Vortonic logoVortonic
← Back to Knowledge Base
Wholesaling6 min read

Double Closings vs Assignment of Contract: When to Use Each

Two ways to close a wholesale deal, with different cost, disclosure, and legal profiles. Here's how to choose.

Wholesalers have two primary mechanisms to transfer a purchase contract to an end buyer: assignment of contract and double closing. Each has specific advantages, disadvantages, and use cases.

Assignment of contract is the simpler, cheaper path. The wholesaler's contract with the seller includes "and/or assigns" language. The wholesaler executes an assignment agreement with the end buyer, transferring all contractual rights and obligations. At closing, the end buyer pays the seller the contract price plus the assignment fee (often paid separately by the end buyer to the wholesaler). The wholesaler is on the HUD-1 settlement statement as the assignee of the original contract.

Assignment works well when the seller is aware of (and comfortable with) the assignment, when state law and local practice allow it, when the end buyer is aware of the assignment fee, and when the parties are comfortable with the transparency of assignment. Costs are minimal, typically just standard closing costs on the purchase side.

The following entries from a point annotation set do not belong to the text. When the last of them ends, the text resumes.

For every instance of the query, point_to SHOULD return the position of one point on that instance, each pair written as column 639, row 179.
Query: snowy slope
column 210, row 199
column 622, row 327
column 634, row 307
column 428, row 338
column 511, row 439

Double closing involves two separate closings: A to B (seller to wholesaler) and B to C (wholesaler to end buyer). Two deed transfers are recorded. The wholesaler briefly owns the property between closings, typically for minutes or hours. Transactional funding is usually required to fund the A-B closing, with the B-C proceeds immediately repaying the transactional lender plus their fee.

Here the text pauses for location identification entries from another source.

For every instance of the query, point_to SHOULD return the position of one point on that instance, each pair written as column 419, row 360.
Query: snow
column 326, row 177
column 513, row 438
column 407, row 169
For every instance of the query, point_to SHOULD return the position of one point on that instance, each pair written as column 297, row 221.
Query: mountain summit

Double closings are preferred when the end buyer or end buyer's lender requires a warranty deed from a clear owner (many commercial lenders won't fund based on assignment), when the assignment fee is large and the wholesaler wants to avoid disclosure to the seller, or when state law prohibits or restricts assignments.

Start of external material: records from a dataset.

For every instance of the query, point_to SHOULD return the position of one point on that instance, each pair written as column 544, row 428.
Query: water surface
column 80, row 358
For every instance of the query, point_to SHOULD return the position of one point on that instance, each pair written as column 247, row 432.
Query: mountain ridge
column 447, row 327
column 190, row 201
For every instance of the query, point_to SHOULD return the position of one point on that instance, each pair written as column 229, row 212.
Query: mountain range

Costs differ significantly. Assignment closings involve one set of closing costs, typically $2,000–$5,000. Double closings involve two sets of closing costs (often $4,000–$10,000 total) plus transactional funding fees ($2,000–$6,000 typically).

Disclosure considerations matter too. Assignment is transparent, both parties typically see the assignment fee. Double closings hide the spread, sellers don't see what the end buyer paid. Both approaches must comply with state-specific wholesaling laws and licensure requirements, which vary significantly.

For most wholesalers in most situations, assignment is the default: cheaper, simpler, and legally cleaner. Double closings are reserved for situations where assignment won't work, specifically, larger spreads the wholesaler wants to protect, end buyers requiring a direct warranty deed, or commercial-style transactions where assignments are unusual.